The exclusive feature for the ease of finding locations and routes all across the globe is provided as a service by the top-most technical industry of the world, Google. It has been an approximate period of one and a half decade that Google Maps aimed to provide the facility for the people across the world to navigate their position and find routes in order to acquire their destinations perfectly.
Time to time, Google has improved its services by utilizing the technological evolutions more efficiently which has generated a very beneficial output whether regarding the enhancements in the navigation services or the feedbacks that the public has given them.
In almost 15 years of services, the Google Maps has attained many milestones like providing live navigation and route as their initial achievement, then they came up with the capability of tracking the traffic on the roads whether it is heavy or light. Another advancement occurred which shows the estimated travel time as well as the arrival time for reaching any destination.
Google in collaboration with the Alphabet’s AI Research Lab DeepMind has now made another breakthrough for the Google Maps service capability enhancement. They have put in action the advanced machine learning algorithm i.e. graph neural network, as this algorithm comprises biases related to relational learning in order to assure a framework that provides actual routes and real-time road situations.
The Google Maps product manager Johann Lau has indicated that this particular algorithm and technique make sure the prediction of the heavy traffic circumstance that could occur while the journey.
He further added that this predictive algorithm technique will soar the accuracy level of Google Maps and according to the previous analytical report, Google Maps has a consistent accuracy of about 97%.
Another betterment attained by Google for the sake of providing an optimal approach for the users of Google Maps is that it efficiently focuses on the quality of the roads way to the destination.
The advancement detects whether the road is paved, unpaved, damaged, covered with dust or mud, etc. In addition to this, it also recommends taking possibly best route for the journey as it was sufficient to drive through a highway than taking the route which has multiple stops.

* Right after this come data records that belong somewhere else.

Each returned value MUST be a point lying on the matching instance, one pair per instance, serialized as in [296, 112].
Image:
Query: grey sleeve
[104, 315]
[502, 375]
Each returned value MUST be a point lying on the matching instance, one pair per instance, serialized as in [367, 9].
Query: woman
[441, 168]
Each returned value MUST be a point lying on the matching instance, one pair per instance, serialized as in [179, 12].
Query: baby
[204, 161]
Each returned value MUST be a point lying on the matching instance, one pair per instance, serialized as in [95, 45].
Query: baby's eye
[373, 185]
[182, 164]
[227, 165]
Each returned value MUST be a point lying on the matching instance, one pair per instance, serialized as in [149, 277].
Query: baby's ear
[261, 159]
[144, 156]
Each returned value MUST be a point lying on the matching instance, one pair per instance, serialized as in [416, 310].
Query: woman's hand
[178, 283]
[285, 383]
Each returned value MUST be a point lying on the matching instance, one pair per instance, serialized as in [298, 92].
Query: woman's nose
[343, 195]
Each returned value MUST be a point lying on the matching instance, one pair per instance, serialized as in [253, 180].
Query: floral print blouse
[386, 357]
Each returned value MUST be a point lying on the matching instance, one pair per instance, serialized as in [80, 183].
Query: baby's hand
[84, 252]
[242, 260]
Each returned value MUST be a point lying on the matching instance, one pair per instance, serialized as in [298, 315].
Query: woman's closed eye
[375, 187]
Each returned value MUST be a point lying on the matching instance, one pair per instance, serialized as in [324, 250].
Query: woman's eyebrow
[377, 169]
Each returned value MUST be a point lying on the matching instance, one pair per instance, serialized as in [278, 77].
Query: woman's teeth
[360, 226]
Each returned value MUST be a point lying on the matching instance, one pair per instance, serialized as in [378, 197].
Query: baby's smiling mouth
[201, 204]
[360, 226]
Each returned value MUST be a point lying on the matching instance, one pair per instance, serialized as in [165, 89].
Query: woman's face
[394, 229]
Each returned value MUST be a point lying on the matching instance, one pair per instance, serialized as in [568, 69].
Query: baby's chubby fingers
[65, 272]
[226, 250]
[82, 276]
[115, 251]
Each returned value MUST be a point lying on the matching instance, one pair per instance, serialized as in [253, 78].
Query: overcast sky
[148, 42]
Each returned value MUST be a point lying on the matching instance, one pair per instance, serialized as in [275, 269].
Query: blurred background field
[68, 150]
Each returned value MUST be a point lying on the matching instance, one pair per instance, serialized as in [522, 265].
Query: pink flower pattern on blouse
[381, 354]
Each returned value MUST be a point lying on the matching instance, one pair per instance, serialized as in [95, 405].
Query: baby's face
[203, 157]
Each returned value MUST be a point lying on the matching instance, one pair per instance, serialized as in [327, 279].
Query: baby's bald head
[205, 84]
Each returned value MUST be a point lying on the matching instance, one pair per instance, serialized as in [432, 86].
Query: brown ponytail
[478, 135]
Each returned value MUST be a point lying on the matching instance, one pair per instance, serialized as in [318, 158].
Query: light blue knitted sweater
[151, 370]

If any problem with regard to the heavy traffic on the route occurs, the Google Maps feature will impulsively provide suggestions to acquire the relatively lower traffic route.
The DeepMind has disclosed that their experiments have enhanced predictive powers as they have included the tracking of adjacent roads and relatively narrow paths that connect to the main roads.
This would definitely provide more details about any sort of intensive traffic if arising from these narrow paths and adjacent roads, making the services more reliable and robust. They further added that the predictive model has an ability to detect the delays that may take place while turning and merging as well as the total traveling time in the situation of stop-and-go traffic.
All these generalizations result in making the graph neural network powerful and substantial which ultimately influences the capabilities of the Google Maps service.
For the initialization of these techniques and advancements, Google has implemented them in many of the states across the world including, Washington DC, Sydney, Tokyo, Jakarta, Berlin, and Sao Paulo. These capabilities have boosted the synchronal ETA’s up to 50%.